Alternative Filter For A Sustainable Future
By Nikolas Krusekopf
Intermediate Category (Grades 9-10)
Innovation | Energy and Natural Resources, Environment
The goal of my project was to develop an environmentally sustainable water filter that could effectively filter out bacteria. Water filters are needed to help people in developing countries, on First Nation reserves and backcountry hikers. After reviewing an experiment conducted by scientists at MIT, I explored ways to create an effective water filter using wood. In my experiment, I inserted a 1 cm long wooden cylinder with a one cm diameter and in a clear PVC tube and secured it with a hose clamp to eliminate leaks. I created a solution of distilled water and different amounts of probiotics or zinc oxide nanoparticles, which are similar to bacteria, and poured the solution into the tubing and let gravity pull the water through the wood. I did this process five different times with multiple samples for each different tests from November to March.
I found that a wood filter could effectively filter out the bacteria once I perfected my testing method. In my last run of testing, which was the most successful of my tests. My samples had an average of 99.96% of the bacteria removed from the water.
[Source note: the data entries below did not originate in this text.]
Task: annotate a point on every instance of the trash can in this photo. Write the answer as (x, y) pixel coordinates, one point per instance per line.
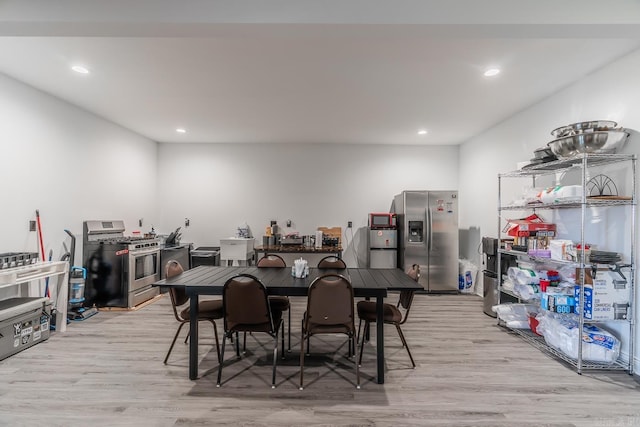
(490, 292)
(205, 255)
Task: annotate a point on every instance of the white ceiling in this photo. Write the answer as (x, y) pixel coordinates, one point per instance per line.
(301, 71)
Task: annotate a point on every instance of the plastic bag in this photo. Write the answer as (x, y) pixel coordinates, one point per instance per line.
(467, 275)
(515, 316)
(561, 332)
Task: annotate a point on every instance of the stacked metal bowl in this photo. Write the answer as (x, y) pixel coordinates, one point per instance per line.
(599, 136)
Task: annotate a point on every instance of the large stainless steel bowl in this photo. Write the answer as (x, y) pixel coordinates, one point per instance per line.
(589, 142)
(581, 127)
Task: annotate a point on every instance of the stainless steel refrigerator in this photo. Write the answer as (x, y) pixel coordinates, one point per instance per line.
(428, 236)
(383, 244)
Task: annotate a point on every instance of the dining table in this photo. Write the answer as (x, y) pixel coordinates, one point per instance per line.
(367, 283)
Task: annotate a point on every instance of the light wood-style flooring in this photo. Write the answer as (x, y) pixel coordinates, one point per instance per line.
(108, 371)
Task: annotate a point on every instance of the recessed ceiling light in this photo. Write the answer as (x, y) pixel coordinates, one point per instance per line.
(492, 72)
(80, 69)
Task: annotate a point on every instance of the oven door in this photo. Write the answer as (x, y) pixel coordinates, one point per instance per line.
(144, 268)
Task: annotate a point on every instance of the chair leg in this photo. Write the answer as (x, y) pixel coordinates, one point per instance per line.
(352, 340)
(175, 337)
(366, 327)
(404, 342)
(302, 360)
(289, 327)
(224, 342)
(283, 339)
(215, 333)
(275, 355)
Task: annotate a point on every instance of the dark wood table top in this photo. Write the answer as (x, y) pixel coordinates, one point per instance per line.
(366, 282)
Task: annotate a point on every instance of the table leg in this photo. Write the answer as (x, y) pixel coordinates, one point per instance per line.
(380, 337)
(193, 337)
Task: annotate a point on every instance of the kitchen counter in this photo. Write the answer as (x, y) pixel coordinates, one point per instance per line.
(298, 249)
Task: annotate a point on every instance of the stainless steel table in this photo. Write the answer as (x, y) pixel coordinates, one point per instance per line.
(369, 283)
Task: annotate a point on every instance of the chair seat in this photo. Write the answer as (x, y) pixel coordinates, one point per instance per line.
(209, 309)
(279, 303)
(367, 312)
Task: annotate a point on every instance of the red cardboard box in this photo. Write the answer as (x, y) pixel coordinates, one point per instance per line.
(531, 225)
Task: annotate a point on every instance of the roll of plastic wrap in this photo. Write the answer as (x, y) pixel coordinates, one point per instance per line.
(523, 276)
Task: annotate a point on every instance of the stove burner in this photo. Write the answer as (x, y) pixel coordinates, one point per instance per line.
(124, 239)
I also discovered that balsam fir is the best type of wood to remove bacteria from water. At first, I thought that pine wood was the best wood to use, however, my tests found that the pinewood as well as the maple wood, which I tried introduced sap into the water. These findings are important because a wood filter may be useful for developing countries, First Nations reserves or backcountry hikers. In future experiments, I am planning to examine whether wood filters can be used to remove other types of contaminants such as hormones and antibiotics. The process for doing this uses activated carbon filters at the moment, so I would have to incorporate that into the filter. In conclusion I created a wood filter that can effectively filter bacteria from water.